Monday, November 11, 2013

As Mother Lays Dying, the Family Struggles with Personal Identity

A tale of perhaps the most chaotic family in literature, William Faulkner's As I Lay Dying reveals multiple truths about family dynamics, including how individuality is very nature lenient, mainly toward the mother's influence. The death of their mother causes each Bundren family member to struggle with their individuality a midst the rest of their kin as they attempt to fulfill one collective promise to her, carrying her coffin to Jefferson for burial.
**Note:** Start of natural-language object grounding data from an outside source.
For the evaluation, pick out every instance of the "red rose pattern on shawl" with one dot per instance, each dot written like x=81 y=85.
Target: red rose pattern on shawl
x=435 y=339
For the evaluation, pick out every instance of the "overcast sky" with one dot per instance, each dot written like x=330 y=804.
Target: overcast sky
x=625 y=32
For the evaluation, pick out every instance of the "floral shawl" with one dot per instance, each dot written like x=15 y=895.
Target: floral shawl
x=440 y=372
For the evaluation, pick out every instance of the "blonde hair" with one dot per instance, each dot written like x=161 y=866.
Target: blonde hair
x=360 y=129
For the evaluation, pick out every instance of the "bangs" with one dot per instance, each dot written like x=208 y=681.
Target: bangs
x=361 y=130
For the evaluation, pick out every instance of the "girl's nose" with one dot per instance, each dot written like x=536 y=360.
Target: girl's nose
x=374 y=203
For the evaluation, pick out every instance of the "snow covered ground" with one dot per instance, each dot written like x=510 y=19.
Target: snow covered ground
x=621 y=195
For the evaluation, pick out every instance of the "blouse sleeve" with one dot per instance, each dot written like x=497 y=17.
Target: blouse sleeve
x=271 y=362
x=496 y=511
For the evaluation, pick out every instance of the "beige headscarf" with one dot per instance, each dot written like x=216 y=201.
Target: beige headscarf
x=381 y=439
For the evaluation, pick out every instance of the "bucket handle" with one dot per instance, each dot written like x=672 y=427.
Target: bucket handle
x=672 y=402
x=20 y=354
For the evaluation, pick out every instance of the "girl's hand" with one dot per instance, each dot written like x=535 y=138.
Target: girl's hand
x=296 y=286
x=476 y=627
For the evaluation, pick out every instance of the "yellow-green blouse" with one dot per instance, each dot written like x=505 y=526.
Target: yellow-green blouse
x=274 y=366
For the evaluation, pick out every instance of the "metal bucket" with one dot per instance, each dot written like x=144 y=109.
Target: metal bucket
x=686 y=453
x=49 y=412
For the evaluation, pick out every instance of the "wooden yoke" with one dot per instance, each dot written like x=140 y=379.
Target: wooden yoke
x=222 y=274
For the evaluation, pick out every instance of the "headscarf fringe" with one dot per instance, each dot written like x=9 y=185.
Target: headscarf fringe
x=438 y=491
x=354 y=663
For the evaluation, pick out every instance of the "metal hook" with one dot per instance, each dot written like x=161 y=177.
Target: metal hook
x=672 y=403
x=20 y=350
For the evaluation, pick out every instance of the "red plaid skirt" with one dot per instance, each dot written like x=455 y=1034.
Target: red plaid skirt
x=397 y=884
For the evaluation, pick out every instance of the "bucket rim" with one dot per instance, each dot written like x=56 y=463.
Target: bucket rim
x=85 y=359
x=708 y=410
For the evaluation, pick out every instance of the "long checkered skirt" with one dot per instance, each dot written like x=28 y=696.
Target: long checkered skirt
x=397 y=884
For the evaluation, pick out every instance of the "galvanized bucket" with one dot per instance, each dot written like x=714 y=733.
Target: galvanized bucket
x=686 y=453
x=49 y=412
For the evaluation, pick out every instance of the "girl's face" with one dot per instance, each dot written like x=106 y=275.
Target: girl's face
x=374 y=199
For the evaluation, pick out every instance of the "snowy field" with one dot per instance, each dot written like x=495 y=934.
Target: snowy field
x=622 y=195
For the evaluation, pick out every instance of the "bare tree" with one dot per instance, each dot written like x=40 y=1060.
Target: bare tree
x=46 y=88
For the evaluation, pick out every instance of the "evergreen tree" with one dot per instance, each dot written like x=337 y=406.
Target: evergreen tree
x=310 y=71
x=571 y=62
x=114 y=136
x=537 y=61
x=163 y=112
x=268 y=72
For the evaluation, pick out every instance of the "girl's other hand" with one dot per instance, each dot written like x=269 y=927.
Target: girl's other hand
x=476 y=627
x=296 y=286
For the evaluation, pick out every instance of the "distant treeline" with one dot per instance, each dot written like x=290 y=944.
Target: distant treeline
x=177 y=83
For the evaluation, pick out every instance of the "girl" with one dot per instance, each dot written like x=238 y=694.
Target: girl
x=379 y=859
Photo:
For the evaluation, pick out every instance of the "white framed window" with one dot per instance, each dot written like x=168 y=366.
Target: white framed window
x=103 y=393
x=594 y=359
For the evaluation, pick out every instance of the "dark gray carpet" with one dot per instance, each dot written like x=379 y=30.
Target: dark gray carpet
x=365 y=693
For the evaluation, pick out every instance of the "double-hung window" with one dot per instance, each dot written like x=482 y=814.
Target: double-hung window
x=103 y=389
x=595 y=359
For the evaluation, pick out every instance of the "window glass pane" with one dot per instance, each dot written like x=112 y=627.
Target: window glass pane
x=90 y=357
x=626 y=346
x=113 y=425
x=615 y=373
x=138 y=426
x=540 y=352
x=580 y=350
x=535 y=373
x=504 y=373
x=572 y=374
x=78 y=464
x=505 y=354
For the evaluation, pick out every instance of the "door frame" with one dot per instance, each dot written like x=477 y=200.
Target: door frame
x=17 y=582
Faulkner, in the cases of two of Addie's sons, Jewel and Vardaman, uses the motif of two animals, a horse and a fish, to quite directly characterize the nature of their identities and connection with "mother". Jewel is a wild spirit and a man of action, he loves in his own way, sternly but sincerely. "Your mother is a horse," Darl says of Jewel, reflecting upon the relationship Jewel and his steed share. Faulkner comments on the inevitability of shared traits between a mother and child as the mirror image of Jewel and his horse is described as a mother-son relation. Vardaman, just before Addie's death, catches and cleans a fish for her. Through this action, he associates his mother with the gift, perhaps as an attempt to cling to her dying body by offering a sort of reincarnation option. Seeing the fish chopped and cooked for dinner, Vardaman slips into an incoherent babbling state for the remainder of the journey, intermittently exclaiming or muttering, "My mother is a fish." His connection with Addie must have been great, as her death and the death of his reincarnation of her leaves him amiss, unsure of who he belongs to and who he possibly could be.

The children's' relationships with Anse, their father, is much less emphasized. They inherited his selfishness in that the journey to Addie's eventual grave becomes an opportunity for errand running, but Anse's caliber of laziness is unmatched.

Faulkner's dominant character, who, ironically, happens to be dead, brings forward an interesting sub-question to my question of nurture. Does the mother have more of an influence than the father? In this case of the spunky, demanding Addie Bundren, an strong argument for the power of a mother's relationship with her children's future identities can be made.